Pour nombre de journalistes, de politiques et finalement de citoyen·es-téléspectat·rices, le simple fait de s’appuyer sur un avis d’expert·es est suffisant ; il fait autorité et finalement le contester place le militant·e lanceur ou lanceuse d’alerte dans le camp des paranoïaques adeptes de la théorie du complot. Pourtant, à bien y regarder, l’avis de l’ANSES est tout sauf rigoureux.
Le pire étant que l’ANSES met noir sur blanc les éléments permettant de discréditer immédiatement l’avis qu’elle publie. C’est la nouvelle façon d’éviter d’être accusé de cacher des choses. En page 5 de son avis, l’Agence affirme en toute transparence et indolence que « l’évaluation de l’exposition aux produits phytopharmaceutiques des résident·es repose sur des données limitées issues d’études effectuées dans les années 1980. […] À ce titre, l’EFSA [agence européenne] recommande la réalisation de nouvelles études pour affiner l’évaluation proposée. » Comment peut-on publier un avis d’expert·es, censé éclairer la décision publique, à partir d’informations scientifiques datant d’il y a plus de 30 ans ?! Depuis cette époque, plus de 10 000 nouveaux pesticides ont été mis sur le marché européen, des organismes génétiquement modifiés aux pesticides systémiques dont les fameux insecticides néonicotinoïdes.

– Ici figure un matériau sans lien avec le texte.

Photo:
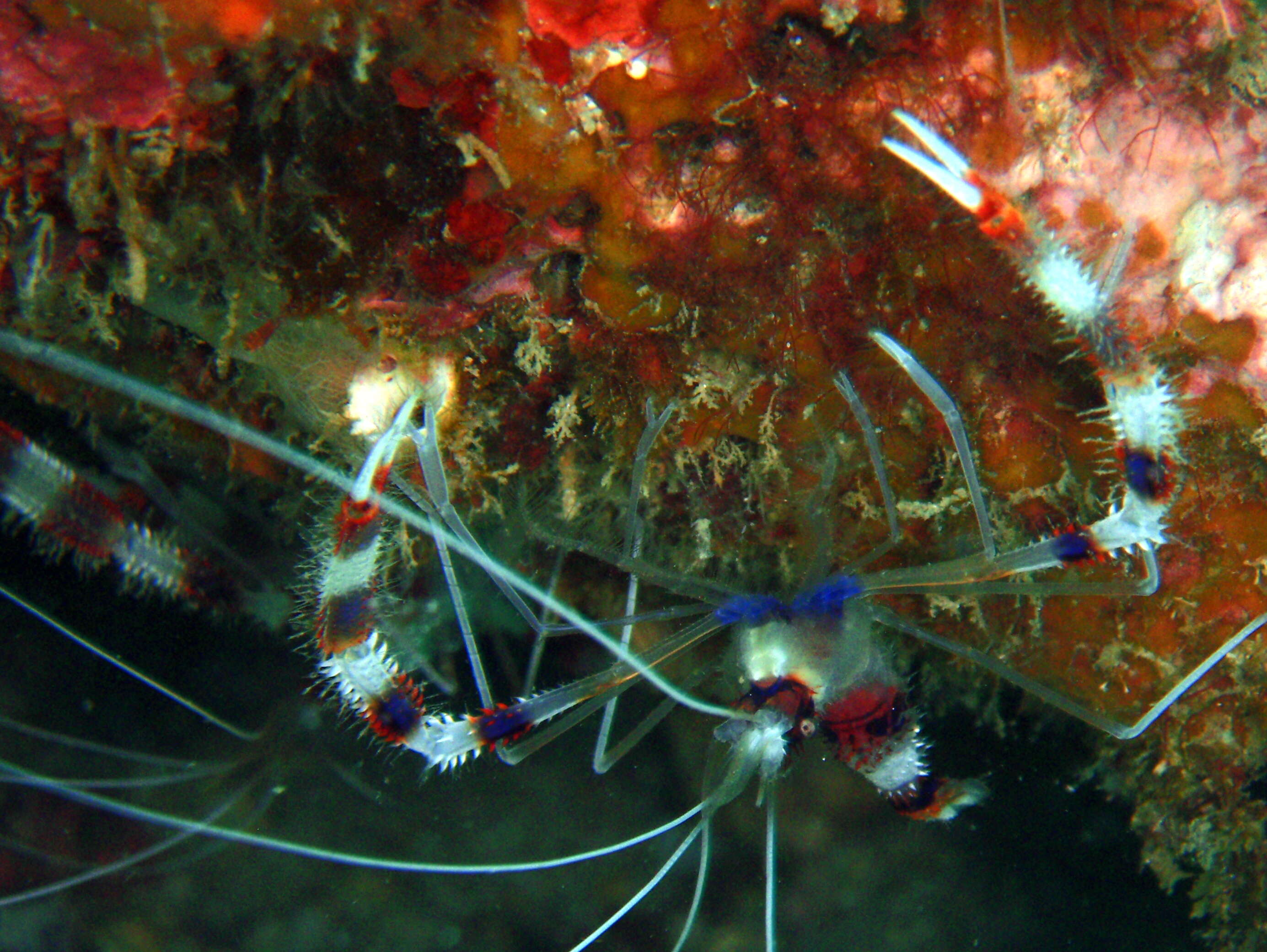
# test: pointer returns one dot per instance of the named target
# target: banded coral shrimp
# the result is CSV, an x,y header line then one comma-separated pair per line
x,y
479,799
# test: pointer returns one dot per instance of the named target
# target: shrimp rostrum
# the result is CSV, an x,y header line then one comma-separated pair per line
x,y
806,667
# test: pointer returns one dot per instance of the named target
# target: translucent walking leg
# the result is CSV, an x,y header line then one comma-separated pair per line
x,y
771,892
633,549
945,406
1123,732
877,459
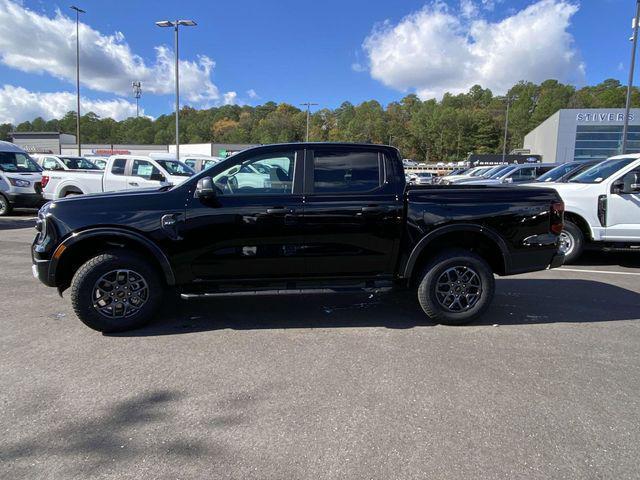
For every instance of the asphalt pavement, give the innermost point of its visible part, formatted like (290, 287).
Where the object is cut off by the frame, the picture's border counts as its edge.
(545, 386)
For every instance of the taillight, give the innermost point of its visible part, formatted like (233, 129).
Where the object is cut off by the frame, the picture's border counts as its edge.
(557, 217)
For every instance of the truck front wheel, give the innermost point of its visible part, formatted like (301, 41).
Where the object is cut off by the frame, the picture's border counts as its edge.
(116, 291)
(571, 242)
(456, 287)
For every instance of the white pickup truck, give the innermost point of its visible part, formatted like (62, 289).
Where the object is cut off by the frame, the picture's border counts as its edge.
(122, 172)
(602, 207)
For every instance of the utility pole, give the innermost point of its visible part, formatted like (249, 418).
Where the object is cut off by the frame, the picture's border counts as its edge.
(634, 39)
(309, 104)
(506, 130)
(78, 12)
(175, 25)
(137, 93)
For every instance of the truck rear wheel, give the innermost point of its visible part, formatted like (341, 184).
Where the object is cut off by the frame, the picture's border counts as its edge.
(456, 287)
(116, 291)
(571, 242)
(5, 206)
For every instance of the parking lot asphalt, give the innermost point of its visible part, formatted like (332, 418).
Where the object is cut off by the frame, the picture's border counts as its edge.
(546, 385)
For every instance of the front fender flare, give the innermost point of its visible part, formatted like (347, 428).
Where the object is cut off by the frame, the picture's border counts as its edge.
(115, 233)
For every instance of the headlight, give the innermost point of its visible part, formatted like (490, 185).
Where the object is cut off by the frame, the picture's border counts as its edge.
(16, 182)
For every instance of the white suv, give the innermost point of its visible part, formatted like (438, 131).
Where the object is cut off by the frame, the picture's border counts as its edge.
(602, 206)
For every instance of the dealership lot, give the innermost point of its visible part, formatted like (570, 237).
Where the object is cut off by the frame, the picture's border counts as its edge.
(340, 386)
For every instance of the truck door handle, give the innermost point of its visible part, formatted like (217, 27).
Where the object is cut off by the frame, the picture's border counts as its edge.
(279, 210)
(370, 210)
(169, 224)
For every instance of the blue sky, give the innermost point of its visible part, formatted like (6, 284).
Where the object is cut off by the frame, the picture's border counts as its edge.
(291, 51)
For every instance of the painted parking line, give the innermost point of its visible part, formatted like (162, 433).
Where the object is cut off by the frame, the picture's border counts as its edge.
(608, 272)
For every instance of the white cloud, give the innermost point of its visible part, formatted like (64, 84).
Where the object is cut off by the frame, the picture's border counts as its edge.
(18, 104)
(468, 8)
(433, 51)
(32, 42)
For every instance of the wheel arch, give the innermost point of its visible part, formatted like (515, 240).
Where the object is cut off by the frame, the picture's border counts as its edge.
(78, 248)
(480, 239)
(580, 222)
(66, 188)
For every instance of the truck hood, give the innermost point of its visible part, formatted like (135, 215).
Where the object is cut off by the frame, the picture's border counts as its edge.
(29, 176)
(119, 194)
(563, 187)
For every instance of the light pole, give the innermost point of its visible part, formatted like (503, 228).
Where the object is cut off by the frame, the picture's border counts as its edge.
(78, 12)
(308, 104)
(137, 93)
(175, 24)
(625, 125)
(506, 130)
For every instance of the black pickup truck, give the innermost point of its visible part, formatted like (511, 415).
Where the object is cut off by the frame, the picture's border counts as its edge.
(292, 217)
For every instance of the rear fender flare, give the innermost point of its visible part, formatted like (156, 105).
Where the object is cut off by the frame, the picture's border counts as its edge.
(115, 233)
(460, 227)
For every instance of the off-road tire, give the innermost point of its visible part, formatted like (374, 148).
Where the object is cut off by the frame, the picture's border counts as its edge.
(444, 261)
(83, 288)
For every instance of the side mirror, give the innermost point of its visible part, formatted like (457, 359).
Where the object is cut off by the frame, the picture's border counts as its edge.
(205, 188)
(630, 183)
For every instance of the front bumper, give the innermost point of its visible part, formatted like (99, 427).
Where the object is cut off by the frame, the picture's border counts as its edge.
(25, 200)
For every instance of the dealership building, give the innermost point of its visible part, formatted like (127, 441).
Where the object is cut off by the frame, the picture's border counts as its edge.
(583, 134)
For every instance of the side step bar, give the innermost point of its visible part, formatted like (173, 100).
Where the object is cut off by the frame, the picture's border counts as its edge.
(293, 291)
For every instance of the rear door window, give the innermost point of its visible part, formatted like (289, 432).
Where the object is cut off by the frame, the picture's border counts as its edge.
(343, 171)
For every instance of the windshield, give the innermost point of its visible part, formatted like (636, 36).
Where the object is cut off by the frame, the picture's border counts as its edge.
(477, 171)
(78, 163)
(17, 162)
(500, 171)
(602, 171)
(503, 173)
(174, 167)
(556, 173)
(492, 171)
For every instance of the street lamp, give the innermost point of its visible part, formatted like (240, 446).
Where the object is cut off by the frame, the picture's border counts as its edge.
(506, 128)
(175, 24)
(137, 93)
(308, 104)
(78, 12)
(625, 125)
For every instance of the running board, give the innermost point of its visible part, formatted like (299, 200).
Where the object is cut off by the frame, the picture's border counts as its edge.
(293, 291)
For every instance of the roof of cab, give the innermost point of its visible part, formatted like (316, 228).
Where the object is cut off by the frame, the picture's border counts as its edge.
(10, 147)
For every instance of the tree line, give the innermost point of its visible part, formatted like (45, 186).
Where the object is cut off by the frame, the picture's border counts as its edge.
(430, 130)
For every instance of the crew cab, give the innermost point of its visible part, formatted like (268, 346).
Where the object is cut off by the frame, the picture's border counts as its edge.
(515, 174)
(602, 207)
(123, 172)
(290, 217)
(64, 162)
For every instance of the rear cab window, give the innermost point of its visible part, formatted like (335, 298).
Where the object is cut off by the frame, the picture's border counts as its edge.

L’ANSES indique de surcroît qu’« actuellement la méthodologie présentée dans le document guide de l’EFSA permet une estimation de l’exposition des résident·es uniquement à des distances de 2-3, 5 et 10 m ». Au-delà de cette distance, on sait qu’on ne sait rien. Ceci n’empêchant nullement l’agence gouvernementale de préconiser un périmètre de 3 à 10 mètres ; bien vite repris par le gouvernement qui n’en demandait pas tant pour justifier son soutien à l’industrie de l’agrochimie !
Manipulation de la population
Avec une facilité déconcertante, l’ANSES a pris part à un savant travail de manipulation de la population, en éditant un avis qui aurait pu faire date lorsque François Mitterrand était président. Depuis, de l’eau contaminée a coulé sous les ponts. De fait, cette agence permet de décentrer le débat. D’un débat politique (donc éminemment subjectif), la notion de périmètre de protection des riverain·es devient un débat scientifique, donc prétendument objectif et surtout exclusif. Seuls les expert·es sont autorisé·es à commenter l’avis des expert·es.
Selon la formule consacrée, la forme est toujours du fond qui remonte à la surface. Avec l’ANSES, l’expertise, c’est du politique qui bouillonne, fermente et remonte à la surface. L’heure est désormais venue d’assumer le fait que ces « expert·es » sont illégitimes pour prendre une décision politique. Le partage des rôles entre expert·es et politiques est illusion. Ce sont les deux « farces » d’une même pièce, au service des lobbies. Les un·es revêtent les habits bien propres des savant·es fous en blouse blanche ; les second·es simulent le sérieux d’irresponsables cyniques agissant pour le compte des lobbies qui nous tuent à petit feu. Expert·es et politiques sont ici les porte-paroles officieux de l’industrie des pesticides. À la lecture de l’avis de l’ANSES, les choses sont désormais claires.